Let’s take a look at the study. 28 participants were chosen on the basis of having no known intolerance to gluten, wheat, or grains, i.e., eating a conventional diet without gastrointestinal symptoms. All were instructed on how to follow a gluten-free diet. Half (14) were given sachets containing gluten (14 grams), the other half (14) were given gluten-free sachets for two weeks to add to food. At the end of the two week period, both groups were assessed for gastrointestinal symptoms such as abdominal pain, reflux, constipation, diarrhea, etc. No differences in the gluten-consuming versus the gluten-free groups were observed. Conclusion: Gluten avoidance is unnecessary for people without celiac disease.
Those of you who have been following the Wheat Belly conversation likely already see all the “holes” in this study—there are many. First of all, if you choose participants who consume an unrestricted diet and have no abdominal symptoms, it is no surprise that essentially continuing to consume gluten should result in no change. In other words, by screening people for not having gluten intolerance, they introduced bias into the participant selection process.
Beyond this, there are other issues:
- We know that gliadin (within gluten) is the initiating event in many, if not most, autoimmune diseases. But this is a process that requires months to years to develop and cannot be observed in the 2 weeks of this study. Triggering of autoimmunity does not require celiac disease nor genetic celiac predisposition to be present. The increased intestinal permeability initiated by gliadin occurs in the majority of people.
- Gliadin-derived opioid peptides serve as appetite stimulants whether or not you have a celiac predisposition. This, of course, was not assessed.
- Because purified gluten was administered, there was no wheat germ agglutinin, the potent lectin gastrointestinal toxin and disrupter of digestion.
- Purified gluten lacks the amylopectin A of wheat and grains, the super-carbohydrate responsible for the extravagant blood sugar-raising potential of gluten-containing grains. It’s also amylopectin A that triggers insulin and, over time, generates insulin resistance, the process that underlies type 2 diabetes and weight gain.
- Purified gluten contains no phytates that block absorption of magnesium, calcium, iron, and zinc.
- There are no alpha-amylase inhibitors, thioreductases, and many other proteins that trigger allergic responses.
In other words, administered purified gluten to a small number of people screened for no overt intolerance to grains over a short period proves nothing.
One of the great disappointments in this study is that one of the researchers behind the study was Dr.
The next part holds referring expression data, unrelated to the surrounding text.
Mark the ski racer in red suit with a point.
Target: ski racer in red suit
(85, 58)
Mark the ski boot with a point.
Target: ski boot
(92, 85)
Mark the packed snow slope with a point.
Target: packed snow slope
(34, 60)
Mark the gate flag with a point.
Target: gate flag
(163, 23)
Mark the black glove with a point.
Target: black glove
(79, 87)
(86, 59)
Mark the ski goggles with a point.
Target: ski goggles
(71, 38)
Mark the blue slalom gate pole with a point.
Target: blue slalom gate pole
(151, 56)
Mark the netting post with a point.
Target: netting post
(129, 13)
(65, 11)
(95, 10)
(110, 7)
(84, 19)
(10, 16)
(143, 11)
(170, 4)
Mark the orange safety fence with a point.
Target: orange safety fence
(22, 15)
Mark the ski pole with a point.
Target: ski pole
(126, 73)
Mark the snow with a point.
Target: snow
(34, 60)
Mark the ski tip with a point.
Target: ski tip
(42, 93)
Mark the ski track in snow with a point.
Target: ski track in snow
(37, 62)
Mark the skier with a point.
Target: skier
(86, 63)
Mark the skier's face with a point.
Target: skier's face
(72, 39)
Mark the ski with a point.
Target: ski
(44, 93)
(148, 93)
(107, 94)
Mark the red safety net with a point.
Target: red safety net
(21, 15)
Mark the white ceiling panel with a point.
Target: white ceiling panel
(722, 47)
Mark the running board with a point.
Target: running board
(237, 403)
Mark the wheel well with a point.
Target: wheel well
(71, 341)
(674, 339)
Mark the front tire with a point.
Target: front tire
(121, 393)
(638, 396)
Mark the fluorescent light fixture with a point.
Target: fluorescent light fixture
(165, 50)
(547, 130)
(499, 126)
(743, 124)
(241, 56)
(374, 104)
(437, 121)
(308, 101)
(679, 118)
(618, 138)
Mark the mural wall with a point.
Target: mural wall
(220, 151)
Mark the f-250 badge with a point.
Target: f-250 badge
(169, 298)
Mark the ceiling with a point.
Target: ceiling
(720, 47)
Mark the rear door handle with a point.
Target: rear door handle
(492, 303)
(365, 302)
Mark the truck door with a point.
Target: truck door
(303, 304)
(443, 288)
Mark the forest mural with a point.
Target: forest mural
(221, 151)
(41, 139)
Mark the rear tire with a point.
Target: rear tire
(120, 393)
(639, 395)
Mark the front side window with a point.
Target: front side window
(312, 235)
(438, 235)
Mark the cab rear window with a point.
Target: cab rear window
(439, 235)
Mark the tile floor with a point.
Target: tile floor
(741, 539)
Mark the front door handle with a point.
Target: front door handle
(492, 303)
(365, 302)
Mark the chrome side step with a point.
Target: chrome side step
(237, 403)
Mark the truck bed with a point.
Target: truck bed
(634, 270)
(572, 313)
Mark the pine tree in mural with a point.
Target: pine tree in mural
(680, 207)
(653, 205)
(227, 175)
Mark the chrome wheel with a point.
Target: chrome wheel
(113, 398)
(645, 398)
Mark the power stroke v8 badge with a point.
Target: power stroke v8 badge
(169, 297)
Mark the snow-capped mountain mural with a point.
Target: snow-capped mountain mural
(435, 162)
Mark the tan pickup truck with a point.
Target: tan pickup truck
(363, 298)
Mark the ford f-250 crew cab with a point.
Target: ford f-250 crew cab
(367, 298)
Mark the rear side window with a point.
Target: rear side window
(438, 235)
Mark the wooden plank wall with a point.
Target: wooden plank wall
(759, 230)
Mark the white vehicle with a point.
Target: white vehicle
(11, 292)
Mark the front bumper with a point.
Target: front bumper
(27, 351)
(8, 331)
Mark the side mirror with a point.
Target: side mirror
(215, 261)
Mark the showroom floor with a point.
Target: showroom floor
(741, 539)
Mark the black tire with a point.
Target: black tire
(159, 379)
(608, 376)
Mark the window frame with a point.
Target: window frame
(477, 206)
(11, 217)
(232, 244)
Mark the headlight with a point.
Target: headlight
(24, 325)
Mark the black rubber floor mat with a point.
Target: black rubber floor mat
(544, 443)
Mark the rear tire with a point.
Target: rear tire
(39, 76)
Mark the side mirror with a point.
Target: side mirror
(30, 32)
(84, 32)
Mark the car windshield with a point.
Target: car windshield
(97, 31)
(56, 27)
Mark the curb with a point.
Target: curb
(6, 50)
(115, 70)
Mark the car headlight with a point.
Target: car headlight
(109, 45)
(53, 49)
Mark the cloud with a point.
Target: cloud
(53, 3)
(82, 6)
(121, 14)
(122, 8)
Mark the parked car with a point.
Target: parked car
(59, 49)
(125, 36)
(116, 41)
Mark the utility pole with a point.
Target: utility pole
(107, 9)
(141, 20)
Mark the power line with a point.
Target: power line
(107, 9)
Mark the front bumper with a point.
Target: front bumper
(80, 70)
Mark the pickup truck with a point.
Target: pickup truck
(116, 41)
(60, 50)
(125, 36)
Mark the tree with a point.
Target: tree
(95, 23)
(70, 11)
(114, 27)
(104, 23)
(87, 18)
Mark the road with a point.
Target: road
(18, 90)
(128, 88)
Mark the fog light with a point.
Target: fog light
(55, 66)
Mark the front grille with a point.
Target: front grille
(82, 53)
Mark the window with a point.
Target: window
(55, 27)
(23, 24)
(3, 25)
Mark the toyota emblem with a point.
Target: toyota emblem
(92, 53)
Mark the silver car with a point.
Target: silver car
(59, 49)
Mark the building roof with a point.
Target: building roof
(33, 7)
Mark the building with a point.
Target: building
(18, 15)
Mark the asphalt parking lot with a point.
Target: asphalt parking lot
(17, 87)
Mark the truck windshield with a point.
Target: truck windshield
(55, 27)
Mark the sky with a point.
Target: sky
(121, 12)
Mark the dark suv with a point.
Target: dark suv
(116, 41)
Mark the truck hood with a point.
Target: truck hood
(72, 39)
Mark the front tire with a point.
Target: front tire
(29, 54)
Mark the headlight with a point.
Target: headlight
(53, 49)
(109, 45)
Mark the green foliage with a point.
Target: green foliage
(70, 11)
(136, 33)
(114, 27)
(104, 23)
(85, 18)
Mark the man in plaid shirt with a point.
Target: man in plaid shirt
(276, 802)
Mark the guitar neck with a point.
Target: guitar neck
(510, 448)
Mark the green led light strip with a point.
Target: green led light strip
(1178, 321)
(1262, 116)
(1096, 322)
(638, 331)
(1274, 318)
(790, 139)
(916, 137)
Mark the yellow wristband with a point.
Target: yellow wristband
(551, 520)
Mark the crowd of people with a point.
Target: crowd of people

M. Hadjivassiliou who has pioneered studies that have connected a specific form of gliadin protein within gluten with several neurological disorders, especially cerebellar ataxia and idiopathic peripheral neuropathy. Hadjivassiliou, for instance, demonstrated that half of all people who have idiopathic (without known cause) peripheral neuropathy and lose, for instance, all sensation to their legs, have antibodies against gliadin and the majority improve over time with gliadin (gluten) avoidance. Why he would participate in such a flawed study as the one above is beyond me.
This silly study therefore adds nothing to our wisdom on diet and health, but does illustrate how far people are willing to go to defend the role of wheat and grains in diet.